Niki de SAINT PHALLE (1930 - 2002)

Niki de Saint-Phalle a développé dans son parcours artistique une réflexion très critique sur le rôle assigné aux femmes. 
Cette jeune femme très belle, qui pose pour la couverture de Vogue, est intérieurement dévastée, rongée par un traumatisme d’enfance devenu un accablant secret, dont elle livrera la nature des années plus tard dans un livre.
De retour des Etats-Unis où elle a suivi une scolarité chaotique, elle s’installe à Paris avec son mari et leur premier enfant. Très jeune, à 18 ans à peine, elle est déjà épouse et mère. Cependant, elle se sent oppressée dans ce rôle, tiraillée entre son statut familial, sa claustration sociale et ses aspirations. « Je voulais le monde et le monde alors appartenait aux hommes »  dira-t-elle.

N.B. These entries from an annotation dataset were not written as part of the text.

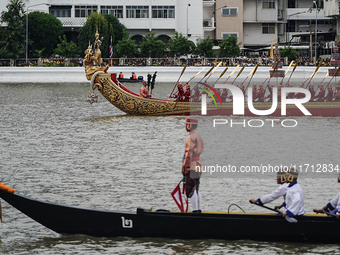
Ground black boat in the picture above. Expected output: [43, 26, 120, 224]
[0, 187, 340, 243]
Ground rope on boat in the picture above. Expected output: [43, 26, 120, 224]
[90, 71, 105, 91]
[228, 204, 246, 214]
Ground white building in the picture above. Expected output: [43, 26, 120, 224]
[0, 0, 205, 43]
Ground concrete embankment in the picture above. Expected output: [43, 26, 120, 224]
[0, 66, 329, 83]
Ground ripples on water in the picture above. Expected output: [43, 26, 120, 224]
[0, 83, 340, 254]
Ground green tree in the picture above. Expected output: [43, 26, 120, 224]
[0, 0, 26, 58]
[218, 36, 241, 57]
[280, 45, 297, 61]
[113, 38, 138, 58]
[168, 32, 193, 57]
[78, 12, 114, 58]
[140, 32, 166, 58]
[54, 35, 82, 58]
[103, 14, 129, 46]
[28, 11, 63, 56]
[195, 36, 214, 58]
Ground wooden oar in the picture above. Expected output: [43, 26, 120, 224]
[313, 209, 336, 217]
[185, 67, 205, 84]
[281, 58, 300, 87]
[204, 61, 222, 83]
[212, 67, 228, 87]
[302, 59, 323, 88]
[169, 64, 188, 97]
[249, 201, 283, 214]
[280, 58, 294, 85]
[223, 65, 240, 84]
[231, 66, 245, 84]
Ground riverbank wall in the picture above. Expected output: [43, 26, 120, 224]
[0, 66, 330, 84]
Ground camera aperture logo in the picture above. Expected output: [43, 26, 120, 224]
[201, 84, 312, 127]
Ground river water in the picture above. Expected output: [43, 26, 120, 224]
[0, 83, 340, 254]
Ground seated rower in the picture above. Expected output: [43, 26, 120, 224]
[139, 81, 149, 98]
[313, 172, 340, 219]
[130, 72, 137, 80]
[274, 168, 306, 222]
[249, 170, 288, 205]
[183, 84, 191, 102]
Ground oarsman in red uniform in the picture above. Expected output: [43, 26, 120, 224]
[287, 84, 295, 99]
[139, 81, 149, 98]
[192, 86, 200, 102]
[277, 84, 283, 102]
[333, 85, 340, 102]
[182, 117, 203, 213]
[309, 84, 315, 102]
[220, 89, 228, 103]
[175, 83, 184, 102]
[325, 84, 334, 102]
[265, 84, 274, 102]
[256, 84, 266, 103]
[314, 84, 325, 102]
[294, 84, 306, 98]
[253, 84, 257, 102]
[183, 84, 191, 102]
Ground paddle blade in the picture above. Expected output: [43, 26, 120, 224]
[171, 182, 184, 212]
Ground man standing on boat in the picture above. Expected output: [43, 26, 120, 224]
[249, 170, 288, 205]
[139, 81, 149, 98]
[182, 117, 203, 213]
[313, 175, 340, 219]
[275, 168, 306, 222]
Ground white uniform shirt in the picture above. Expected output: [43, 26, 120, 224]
[257, 183, 289, 204]
[327, 193, 340, 211]
[285, 182, 306, 217]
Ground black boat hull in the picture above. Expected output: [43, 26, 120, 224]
[0, 190, 340, 243]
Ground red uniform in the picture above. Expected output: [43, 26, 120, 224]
[325, 87, 334, 102]
[309, 87, 315, 102]
[183, 89, 190, 102]
[139, 85, 149, 98]
[334, 90, 340, 102]
[314, 88, 325, 102]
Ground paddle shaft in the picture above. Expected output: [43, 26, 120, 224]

​Niki de Saint-Phalle fait une grave dépression puis commence à entrevoir la possibilité de faire entendre sa voix et atténuer sa souffrance par l’expression plastique. Son œuvre est d’abord marquée par une grande violence et la pratique des tableaux-tirs va servir d’exutoire à son mal être. Par ce procédé subversif, elle inverse les rapports, exerce sa vengeance sur l’univers masculin et s’insurge contre l’ordre établi, y compris les principes de la représentation artistique. Sa violence devient véritablement actrice, investie d’un pouvoir de création par la destruction.

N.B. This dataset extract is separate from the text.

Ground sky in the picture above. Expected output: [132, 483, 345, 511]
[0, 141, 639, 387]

La rencontre avec Jean Tinguely, qui deviendra son second époux est également décisive dans cette renaissance. Pour se consacrer à ses deux nouvelles passions, qui l’absorbent toute entière, elle quitte son foyer, laissant derrière elle ses deux enfants et un relent de scandale.

Les Nanas :
C’est en croquant l’une de ses amies enceinte que germe l’idée des Nanas, ces rotondités gonflées comme des baudruches célébrant l’énergie vitale de la femme. Évoquant les Vénus du paléolithique, ces sculptures callipyges et stéatopyges réconcilient les deux pôles de la féminité dans une ode joyeuse à la fécondité.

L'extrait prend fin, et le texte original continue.